Afghanistan Briefing IV, “Women & Islam”

The Afghanistan Briefing series came to a close October 8 with “Women & Islam,” the fourth in the series held by Culver-Stockton College faculty.

Presented by Dr. Omaima Ebeid, Dr. Kanwal Alvarez and Dr. Andy Walsh, the event largely covered the differences between the text of the Quran and the cultural traditions that often supersede it, as well as the experiences of Muslim women in Canton, Missouri. Students and faculty at C-SC had the chance to listen to two Muslim women of the College’s faculty sharing their perspective and experiences. While less directly pertaining to Afghanistan than past briefings, the experience provided a more nuanced view of a faith which in recent decades has been unfairly stereotyped as misogynistic. The event was co-sponsored by the American Association of University Women (AAUW), Women of Promise, and Diversi-T.E.A.M.

A mother is like a school, if you educate her well, she’ll educate the whole community well.”

— Muslim adage

The presenters spoke extensively on the ways that Islam has traditionally provided for women’s rights in ways that the Christian legal tradition has not. In the faith’s holy texts, arranged marriages are not permitted unless the wife agrees, knows, and likes the husband. Dating in these relationships, set up through a family’s networking, is expected to be presided over by a chaperone, as is common in many Christian denominations. In Islam, women have the right to tailor their marriage contract. For instance, they can take a salary, or set up a prenuptial agreement. Husbands aren’t permitted to disinherit their daughters or wives, and in some traditions, such as Egyptian law, inheritance is proportioned to always go to one’s family. While the rules aren’t always followed in Muslim communities, these cases occur when local traditions that are favored over the actual text of the Quran.

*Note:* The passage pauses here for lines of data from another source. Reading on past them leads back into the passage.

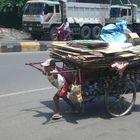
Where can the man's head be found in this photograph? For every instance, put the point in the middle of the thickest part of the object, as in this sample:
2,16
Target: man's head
49,62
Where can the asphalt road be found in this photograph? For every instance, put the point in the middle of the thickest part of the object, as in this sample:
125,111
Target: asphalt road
26,107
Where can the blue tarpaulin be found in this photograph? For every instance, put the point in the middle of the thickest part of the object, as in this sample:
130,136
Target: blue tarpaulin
114,32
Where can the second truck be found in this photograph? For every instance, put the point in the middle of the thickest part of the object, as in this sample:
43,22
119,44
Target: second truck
42,17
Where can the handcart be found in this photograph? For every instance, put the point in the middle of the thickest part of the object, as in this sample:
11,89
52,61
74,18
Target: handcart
118,90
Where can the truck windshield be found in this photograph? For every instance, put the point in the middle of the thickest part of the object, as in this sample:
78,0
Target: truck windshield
115,12
33,8
38,8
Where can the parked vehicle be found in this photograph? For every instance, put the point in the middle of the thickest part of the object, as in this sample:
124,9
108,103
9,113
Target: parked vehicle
127,12
42,17
60,35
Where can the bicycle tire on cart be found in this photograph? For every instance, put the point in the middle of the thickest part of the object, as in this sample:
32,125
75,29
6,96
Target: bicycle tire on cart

Dr. Ebeid shared interesting facts about the tradition of veiling, noting that the tradition predates Islam, and can be seen in Christianity, like in the well-known nuns’ habits, or in some traditions of Judaism. During her time in New York, Dr. Ebeid noted, she was often confused for a member of the Orthodox Jewish community there, as they often wore headscarves similar to the hijab. In mainstream Islam, the wearing of the Hijab, the familiar headscarf, or the Niqab, a full-body covering similar to those worn by women in Ultra-Orthodox Judaism, is an entirely voluntary tradition and is the woman’s personal choice, seen as a virtuous act that can help to bring one closer to God. The verse that advocates veiling isn’t always interpreted literally, as Dr. Alvarez stated that she follows an interpretation that sees the passage as advocating for keeping a veil over one’s mind and heart to keep from thinking dirty thoughts or gawking, not requiring literal headwear. Ebeid also detailed how the Hijab doesn’t in any way limit physical ability, as numerous medal-winning Olympians have sported the garment.

Dr. Alvarez shared her experiences, a childhood in Pakistan, attending a Catholic school, and moving to the Midwest later in her childhood. The September 11 tragedy, which occurred in her senior year in college, catapulted Islam into relevance in the minds of Americans and drew discrimination and tension. Raising her children in Canton, Dr. Alvarez says some school officials didn’t understand things like why they simply couldn’t take the Pepperoni off their pizza, even though the juices of the pork product had baked into it, or sing non-secular Christmas songs at the school concert.  Dr. Ebeid also shared the extensive history of female heads of state in Muslim nations, as well as the fact that seeking knowledge and education is seen as an obligation in Islam, unlike the Taliban’s non-textual policy of denying women and girls access to schools. She shared a well-known adage which demonstrates these attitudes, “a mother is like a school, if you educate her well, she’ll educate the whole community well.”